Our pioneering team, comprised of PhDs from the Stanford AI Lab, has developed State Space Models (SSMs), a groundbreaking approach to training efficient, large-scale foundation models. With a rich blend of expertise in model innovation and systems engineering, alongside a product-focused engineering team, we are committed to developing and delivering cutting-edge AI models and user experiences.
Supported by prominent investors including Index Ventures and Lightspeed Venture Partners, as well as many esteemed advisors and over 90 angel investors from diverse industries, we are at the forefront of AI advancements.
About The Role
In our quest to create truly global AI, we must train our models using datasets that represent the vast diversity of languages and cultures around the world. We are looking for a Research Engineer to take charge of the quality and comprehensiveness of the data that drives our models. As our in-house expert in global data, you will ensure that our models excel across multiple languages, leveraging your keen understanding of linguistic subtleties and your enthusiasm for building inclusive, large-scale datasets.
Your Impact
Design and construct extensive datasets for model training, conducting controlled experiments to evaluate their effect on model performance.

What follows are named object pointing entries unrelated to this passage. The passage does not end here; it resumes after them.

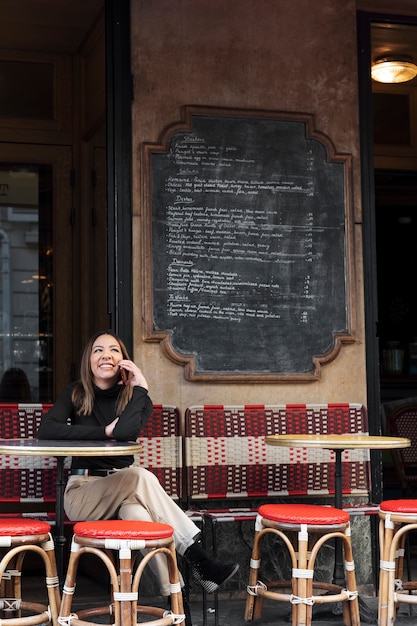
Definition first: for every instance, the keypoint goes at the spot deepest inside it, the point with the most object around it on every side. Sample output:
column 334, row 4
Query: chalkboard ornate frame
column 248, row 250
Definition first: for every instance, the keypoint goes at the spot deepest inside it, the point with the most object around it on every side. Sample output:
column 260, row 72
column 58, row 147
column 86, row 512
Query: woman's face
column 104, row 359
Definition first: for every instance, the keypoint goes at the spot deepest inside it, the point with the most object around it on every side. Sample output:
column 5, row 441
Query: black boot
column 209, row 572
column 186, row 605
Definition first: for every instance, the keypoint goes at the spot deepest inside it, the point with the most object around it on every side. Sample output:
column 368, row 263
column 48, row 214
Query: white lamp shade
column 393, row 70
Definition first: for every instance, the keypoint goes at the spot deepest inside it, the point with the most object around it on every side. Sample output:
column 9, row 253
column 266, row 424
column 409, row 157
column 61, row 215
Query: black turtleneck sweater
column 64, row 422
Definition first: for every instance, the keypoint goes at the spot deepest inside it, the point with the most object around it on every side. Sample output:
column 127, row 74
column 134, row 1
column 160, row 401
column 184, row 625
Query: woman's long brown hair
column 83, row 392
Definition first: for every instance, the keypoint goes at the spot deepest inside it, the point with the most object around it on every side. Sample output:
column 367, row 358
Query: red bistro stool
column 304, row 529
column 18, row 537
column 396, row 519
column 116, row 543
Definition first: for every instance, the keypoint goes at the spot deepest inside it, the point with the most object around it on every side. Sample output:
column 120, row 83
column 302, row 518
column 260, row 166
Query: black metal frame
column 119, row 169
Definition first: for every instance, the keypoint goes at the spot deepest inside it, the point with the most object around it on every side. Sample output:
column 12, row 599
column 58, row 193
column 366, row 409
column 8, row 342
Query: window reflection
column 26, row 275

Develop assessments for speech models through both manual annotation and automated evaluation metrics.
Utilize data generation techniques to enhance model intelligence and reduce biases.
Create automated quality control systems to validate and filter the generated data.
Collaborate with product teams to ensure optimal support for key languages and markets.
What You Bring
Proven experience in developing or working with extensive multilingual datasets.
Familiarity with generative models, including speech, text, or multimodal systems.
Ability to guide human annotation and evaluation across various languages.
Strong analytical skills and a passion for data-driven decision-making.